Collapse of Construction Giant with 43,000 Employees Globally Sparks Fear and Mayhem
Collapse of Construction Giant with 43,000 Employees Globally Sparks Fear and Mayhem from Wolf Street
“The company that runs Britain”: profits were privatized, costs will be socialized.
The decline and fall of 200-year old UK infrastructure group Carillion was as spectacular as it will be costly. It was forced into compulsory liquidation this morning, following the breakdown of crisis talks with its banks and the government. The company, with global sales of £5.2 billion in 2016, has 43,000 employees, including 20,000 in Britain and 10,000 in Canada. It’s saddled with debts and an underfunded pension plan.
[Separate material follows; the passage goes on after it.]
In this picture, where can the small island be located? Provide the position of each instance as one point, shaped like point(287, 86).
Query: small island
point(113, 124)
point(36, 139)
Its shares had plunged by 95% over the past 12 months, from £2.40 ($3.53) in January 2017 to as low as £0.12 ($0.17).
“We have been unable to secure the funding to support our business plan, and it is therefore with the deepest regret that we have arrived at this decision,” the company said in a statement. And the government is now forced to guarantee public services, ranging from school meals and hospital maintenance to roadwork.
Carillion’s problems began after a spate of contract delays and a decline in new business left it at the mercy of its lenders and battling a burgeoning debt pile. The rot became irreversible once the hedge fund community, scenting fresh blood, began shorting the stock en masse in November 2016.
In July 2017 a partial review by auditors KPMG identified £845 million of contract write-downs, sparking a massive rout in the shares. The finance director who helped unearth those problems, Zafar Khan, was duly fired by management in September, but the damage had already been done: Carillion shares were down 70% and the stock was the most shorted in Europe. As a leading City analyst told City A.M, the extent of the problems was “gobsmacking.”
Last week, senior government ministers held a crisis meeting to discuss further steps. The choice was stark: either bail out the firm or it let it fail, with ugly ramifications for its project partners, employees, creditors, including three lenders, HSBC, RBS and Santander UK, and UK public services as a whole.